Methods: Between April 1984 and December 1996, 1,281 patients with T1 (n = 430) and T2 (n = 851) non-small cell lung cancer underwent curative surgical resection. Adjuvant radiation therapy was performed in 455 patients. There were 176 women and 1,105 men aged 30 to 86 years (mean, 60.9 years). Five hundred nineteen pneumonectomies, 742 lobectomies, and 20 segmentectomies were performed. In all patients, a complete mediastinal lymph node dissection was performed. International staging was stage IA and B (n = 697); stage II A and B (n = 247), and stage III A (n = 337). The patients were divided into two groups according to the existence of VPI (group I without, group II with). Both groups were compared with regard to the size of the tumors, histology, associated lymph node involvement, survival rates, and cause of death. Univariate and multivariate analyses were conducted.
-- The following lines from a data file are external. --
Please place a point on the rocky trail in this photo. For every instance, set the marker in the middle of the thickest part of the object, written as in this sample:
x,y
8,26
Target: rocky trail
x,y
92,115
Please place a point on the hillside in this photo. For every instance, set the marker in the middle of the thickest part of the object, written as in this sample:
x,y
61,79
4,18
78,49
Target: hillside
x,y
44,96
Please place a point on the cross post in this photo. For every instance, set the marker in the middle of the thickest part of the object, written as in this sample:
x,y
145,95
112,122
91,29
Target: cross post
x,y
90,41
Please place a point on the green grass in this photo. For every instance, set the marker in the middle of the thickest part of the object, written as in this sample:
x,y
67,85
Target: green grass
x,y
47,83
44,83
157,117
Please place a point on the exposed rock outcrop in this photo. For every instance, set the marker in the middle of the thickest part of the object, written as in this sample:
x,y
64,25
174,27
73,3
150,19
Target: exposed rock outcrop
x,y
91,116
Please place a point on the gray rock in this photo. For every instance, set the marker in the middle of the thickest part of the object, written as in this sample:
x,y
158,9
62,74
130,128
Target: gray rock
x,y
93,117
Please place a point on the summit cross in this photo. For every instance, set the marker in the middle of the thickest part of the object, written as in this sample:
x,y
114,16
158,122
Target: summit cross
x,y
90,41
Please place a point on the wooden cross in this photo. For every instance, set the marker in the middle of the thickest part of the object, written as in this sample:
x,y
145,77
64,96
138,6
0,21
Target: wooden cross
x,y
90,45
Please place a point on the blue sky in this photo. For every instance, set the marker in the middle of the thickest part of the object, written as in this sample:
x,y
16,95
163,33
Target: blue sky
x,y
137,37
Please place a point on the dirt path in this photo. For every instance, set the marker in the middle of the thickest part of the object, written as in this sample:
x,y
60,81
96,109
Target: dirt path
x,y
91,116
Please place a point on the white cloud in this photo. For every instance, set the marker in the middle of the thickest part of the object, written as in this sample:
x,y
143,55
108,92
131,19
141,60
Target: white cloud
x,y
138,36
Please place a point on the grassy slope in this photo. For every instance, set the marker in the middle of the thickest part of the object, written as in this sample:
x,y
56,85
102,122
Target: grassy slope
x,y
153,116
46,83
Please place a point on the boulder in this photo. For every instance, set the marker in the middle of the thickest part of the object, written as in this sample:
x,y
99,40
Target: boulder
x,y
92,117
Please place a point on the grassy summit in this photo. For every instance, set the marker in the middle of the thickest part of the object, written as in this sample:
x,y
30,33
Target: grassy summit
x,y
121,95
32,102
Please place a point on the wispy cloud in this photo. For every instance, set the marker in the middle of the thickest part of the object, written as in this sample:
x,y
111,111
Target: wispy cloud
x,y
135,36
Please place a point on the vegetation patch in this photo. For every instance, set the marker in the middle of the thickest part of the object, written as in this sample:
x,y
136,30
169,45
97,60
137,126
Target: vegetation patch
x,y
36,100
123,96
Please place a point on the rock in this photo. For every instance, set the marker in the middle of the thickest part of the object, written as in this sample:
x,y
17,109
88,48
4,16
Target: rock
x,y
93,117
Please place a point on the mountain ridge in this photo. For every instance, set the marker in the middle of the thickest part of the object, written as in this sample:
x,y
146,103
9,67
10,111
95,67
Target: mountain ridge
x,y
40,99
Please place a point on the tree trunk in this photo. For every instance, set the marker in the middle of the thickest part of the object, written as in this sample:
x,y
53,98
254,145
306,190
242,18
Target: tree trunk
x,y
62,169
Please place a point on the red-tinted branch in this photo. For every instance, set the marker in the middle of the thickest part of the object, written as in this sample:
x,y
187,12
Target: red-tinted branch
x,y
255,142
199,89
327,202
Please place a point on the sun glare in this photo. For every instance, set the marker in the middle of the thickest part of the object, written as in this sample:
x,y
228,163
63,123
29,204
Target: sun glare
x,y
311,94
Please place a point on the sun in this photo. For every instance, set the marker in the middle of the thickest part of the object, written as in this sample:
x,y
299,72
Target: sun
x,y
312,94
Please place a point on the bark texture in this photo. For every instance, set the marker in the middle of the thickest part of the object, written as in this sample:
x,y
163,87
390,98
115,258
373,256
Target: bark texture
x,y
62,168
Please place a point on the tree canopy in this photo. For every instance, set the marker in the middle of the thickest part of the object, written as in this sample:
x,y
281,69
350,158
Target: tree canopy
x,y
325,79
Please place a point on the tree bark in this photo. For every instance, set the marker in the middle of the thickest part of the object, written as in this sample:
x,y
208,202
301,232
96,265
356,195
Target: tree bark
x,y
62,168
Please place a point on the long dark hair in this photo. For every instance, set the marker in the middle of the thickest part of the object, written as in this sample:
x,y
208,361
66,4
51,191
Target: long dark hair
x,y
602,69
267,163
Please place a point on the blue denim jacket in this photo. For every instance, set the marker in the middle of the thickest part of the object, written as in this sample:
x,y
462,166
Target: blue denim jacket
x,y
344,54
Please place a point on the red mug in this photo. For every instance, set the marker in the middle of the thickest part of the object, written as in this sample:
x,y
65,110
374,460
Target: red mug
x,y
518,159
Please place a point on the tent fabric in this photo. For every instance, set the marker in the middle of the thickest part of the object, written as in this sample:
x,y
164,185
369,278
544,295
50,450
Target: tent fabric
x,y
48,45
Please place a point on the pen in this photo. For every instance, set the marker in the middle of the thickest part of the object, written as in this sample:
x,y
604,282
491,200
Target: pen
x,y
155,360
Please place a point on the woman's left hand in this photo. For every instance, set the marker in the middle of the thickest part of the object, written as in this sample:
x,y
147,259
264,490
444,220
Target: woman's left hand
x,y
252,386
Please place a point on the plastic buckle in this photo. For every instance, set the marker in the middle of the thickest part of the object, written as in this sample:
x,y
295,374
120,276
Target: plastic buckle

Results: VPI (group II) was identified in 19.1% of the resected specimens: group I, n = 1036; group II, n = 245. The VPI was present in only 10% of non-small cell lung cancer 3 cm or less in size, reaching 33% of patients with non-small cell lung cancer larger than 5 cm (p = 0.0001). Squamous non-small cell lung cancer were significantly less accompanied by VPI (13.5%) than the other histologic categories. The VPI was associated with a higher frequency of N2 involvement (group I = 24.6%, group II = 33.4%, p = 0.01) and N2 involvement was more extensive (two or more N2 involved stations: group I = 8.2%, group II = 15.6%, p = 0.003). Actuarial survival rates were 51.8% at 5 years and 33.8% at 10 years in group I (median, 66 months), and 34.6% at 5 years and 27.9% at 10 years in group II (median, 30 months) (p = 0.000002). Long-term survival rates significantly decreased for larger tumors. Even in patients with N2 stage tumors, the difference of survival curves between the two groups was statistically significant. Cancer-related deaths were more frequent in group II and were mainly caused by distant metastases. By multivariate analysis, visceral pleura invasion proved to be a significant independent factor of poor prognosis.
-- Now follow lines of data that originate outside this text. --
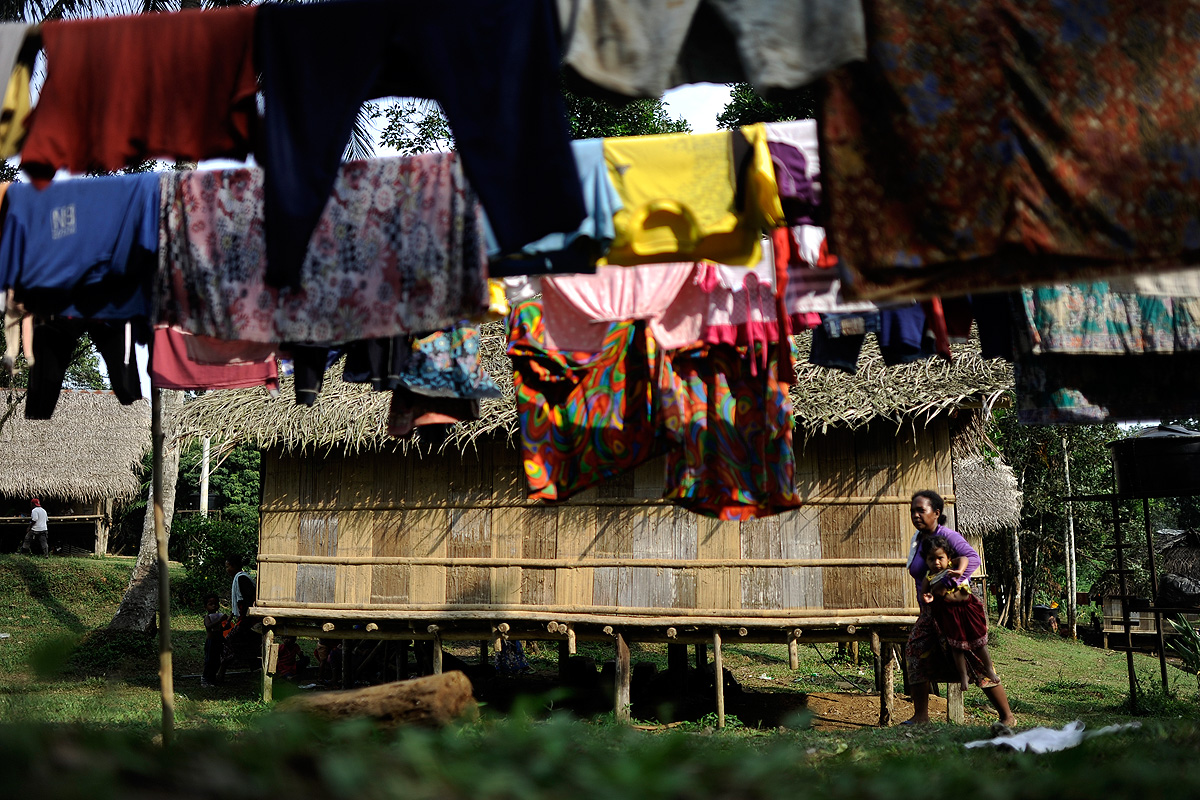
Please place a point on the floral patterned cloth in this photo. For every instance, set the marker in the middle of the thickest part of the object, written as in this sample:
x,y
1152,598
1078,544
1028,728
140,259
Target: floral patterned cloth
x,y
991,143
397,250
583,417
1081,347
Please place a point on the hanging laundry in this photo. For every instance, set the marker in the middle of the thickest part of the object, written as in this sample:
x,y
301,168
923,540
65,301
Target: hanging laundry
x,y
580,310
124,89
171,367
1012,152
1081,348
17,62
82,247
55,340
492,65
397,250
583,417
693,197
641,49
793,152
736,458
569,252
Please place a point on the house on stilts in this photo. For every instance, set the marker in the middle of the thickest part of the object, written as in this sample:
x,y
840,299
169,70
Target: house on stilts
x,y
363,536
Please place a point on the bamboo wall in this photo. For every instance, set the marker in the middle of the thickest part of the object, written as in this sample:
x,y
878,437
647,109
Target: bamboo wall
x,y
388,531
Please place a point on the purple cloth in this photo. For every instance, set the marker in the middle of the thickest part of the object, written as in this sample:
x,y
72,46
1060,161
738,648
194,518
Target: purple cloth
x,y
797,192
959,547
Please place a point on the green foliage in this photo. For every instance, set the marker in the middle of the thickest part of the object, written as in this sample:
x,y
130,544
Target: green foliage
x,y
593,118
417,126
747,107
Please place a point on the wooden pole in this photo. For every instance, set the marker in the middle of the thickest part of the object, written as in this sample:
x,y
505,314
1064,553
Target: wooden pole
x,y
888,693
719,678
622,708
268,667
166,671
954,709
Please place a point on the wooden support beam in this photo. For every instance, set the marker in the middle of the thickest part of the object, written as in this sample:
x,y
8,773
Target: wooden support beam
x,y
719,678
270,657
888,693
954,710
622,709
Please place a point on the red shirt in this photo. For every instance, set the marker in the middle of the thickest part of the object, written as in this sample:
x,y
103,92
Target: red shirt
x,y
124,89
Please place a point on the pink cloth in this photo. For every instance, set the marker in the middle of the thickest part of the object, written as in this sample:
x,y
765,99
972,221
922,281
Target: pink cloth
x,y
207,349
580,308
171,367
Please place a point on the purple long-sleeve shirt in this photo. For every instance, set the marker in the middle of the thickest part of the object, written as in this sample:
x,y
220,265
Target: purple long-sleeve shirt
x,y
959,547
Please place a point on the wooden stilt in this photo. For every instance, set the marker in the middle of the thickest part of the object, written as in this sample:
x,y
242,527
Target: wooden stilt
x,y
954,710
877,651
270,653
166,669
719,678
677,659
622,705
888,693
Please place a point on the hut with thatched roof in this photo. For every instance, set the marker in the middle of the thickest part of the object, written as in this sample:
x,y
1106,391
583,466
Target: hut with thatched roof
x,y
366,536
78,464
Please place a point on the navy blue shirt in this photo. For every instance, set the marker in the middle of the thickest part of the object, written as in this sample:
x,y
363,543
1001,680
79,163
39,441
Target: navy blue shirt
x,y
82,247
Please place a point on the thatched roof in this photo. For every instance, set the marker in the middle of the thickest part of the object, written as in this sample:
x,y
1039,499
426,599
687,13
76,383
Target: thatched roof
x,y
987,495
90,450
351,417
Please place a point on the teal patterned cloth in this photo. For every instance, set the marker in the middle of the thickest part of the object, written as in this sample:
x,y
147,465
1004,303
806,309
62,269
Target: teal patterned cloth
x,y
1089,354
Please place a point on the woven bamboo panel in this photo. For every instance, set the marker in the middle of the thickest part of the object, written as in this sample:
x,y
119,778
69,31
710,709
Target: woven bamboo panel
x,y
456,506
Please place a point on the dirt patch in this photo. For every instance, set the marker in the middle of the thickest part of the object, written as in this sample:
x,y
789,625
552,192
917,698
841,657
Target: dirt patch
x,y
843,711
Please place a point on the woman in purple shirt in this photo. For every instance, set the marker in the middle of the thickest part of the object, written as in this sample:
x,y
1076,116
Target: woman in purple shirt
x,y
924,653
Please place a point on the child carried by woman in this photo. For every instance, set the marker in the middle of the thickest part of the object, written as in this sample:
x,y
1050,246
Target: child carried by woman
x,y
959,614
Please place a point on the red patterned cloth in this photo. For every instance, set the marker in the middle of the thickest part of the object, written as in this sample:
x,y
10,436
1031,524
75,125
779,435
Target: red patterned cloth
x,y
990,143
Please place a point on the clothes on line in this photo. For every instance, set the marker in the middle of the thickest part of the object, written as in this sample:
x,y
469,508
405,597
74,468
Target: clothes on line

Conclusions: The VPI is a factor of poor prognosis. Its frequent association with extensive N2 involvement supports the hypothesis that exfoliated tumor cells are drained through the pleural lymphatics by the mediastinal lymphatic pathways and then into the bloodstream. The VPI is an important prognostic factor and, as such should stimulate more studies to better select the patients who could benefit from adjuvant therapy.